Voeding bij lactose-intolerantie
De implementatie van een langetermijnvoedingsplan voor lactose-intolerantie moet in drie fasen worden uitgevoerd. In de eerste fase worden verse zuivelproducten vervangen door lactosevrije varianten en andere lactosebevattende producten worden sterk beperkt. Lang gerijpte zuivelproducten, zoals kaas, maar ook boter, bevatten hoe dan ook heel weinig lactose en kunnen vanaf het begin in het dieet worden opgenomen. In deze fase, net als bij de therapie voor fructose-intolerantie, worden de voedselkeuze en het eetgedrag voortdurend geoptimaliseerd.
Na maximaal 10-14 dagen kunnen kleine hoeveelheden lactose in de dagelijkse voeding worden geïntroduceerd.

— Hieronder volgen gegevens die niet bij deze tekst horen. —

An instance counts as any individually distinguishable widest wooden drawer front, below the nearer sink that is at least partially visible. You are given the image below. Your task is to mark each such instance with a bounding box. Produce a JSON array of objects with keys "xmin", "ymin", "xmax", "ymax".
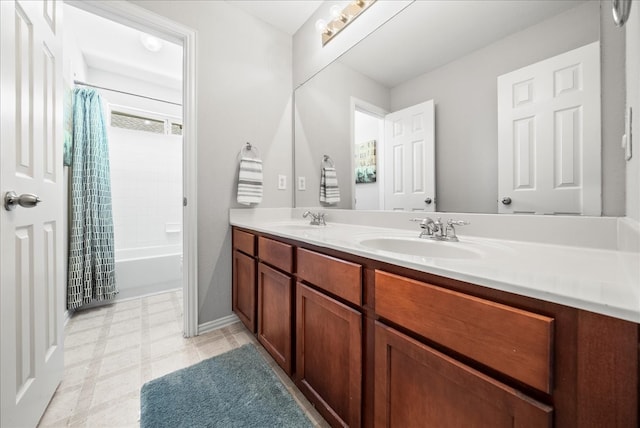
[{"xmin": 375, "ymin": 271, "xmax": 554, "ymax": 393}]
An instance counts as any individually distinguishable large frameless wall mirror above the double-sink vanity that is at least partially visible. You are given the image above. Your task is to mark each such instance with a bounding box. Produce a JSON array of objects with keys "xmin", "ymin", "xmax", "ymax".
[{"xmin": 294, "ymin": 0, "xmax": 625, "ymax": 216}]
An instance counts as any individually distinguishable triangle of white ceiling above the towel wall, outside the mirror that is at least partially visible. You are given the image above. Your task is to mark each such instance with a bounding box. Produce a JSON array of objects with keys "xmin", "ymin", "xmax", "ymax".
[{"xmin": 227, "ymin": 0, "xmax": 324, "ymax": 36}]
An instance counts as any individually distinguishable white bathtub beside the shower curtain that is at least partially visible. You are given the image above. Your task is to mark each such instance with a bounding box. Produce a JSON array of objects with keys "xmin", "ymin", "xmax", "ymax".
[{"xmin": 115, "ymin": 245, "xmax": 182, "ymax": 300}]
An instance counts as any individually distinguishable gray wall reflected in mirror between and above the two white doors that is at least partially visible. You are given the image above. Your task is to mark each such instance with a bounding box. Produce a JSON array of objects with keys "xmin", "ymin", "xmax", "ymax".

In deze fase wordt de dagelijkse dosis lactose geleidelijk verhoogd om uiteindelijk de individuele tolerantie te bepalen.
Als de tweede fase succesvol is afgerond, gaat men over naar de derde fase met als doel op de lange termijn een symptoomvrije en storingsvrije voeding te bereiken met een hoge kwaliteit van leven.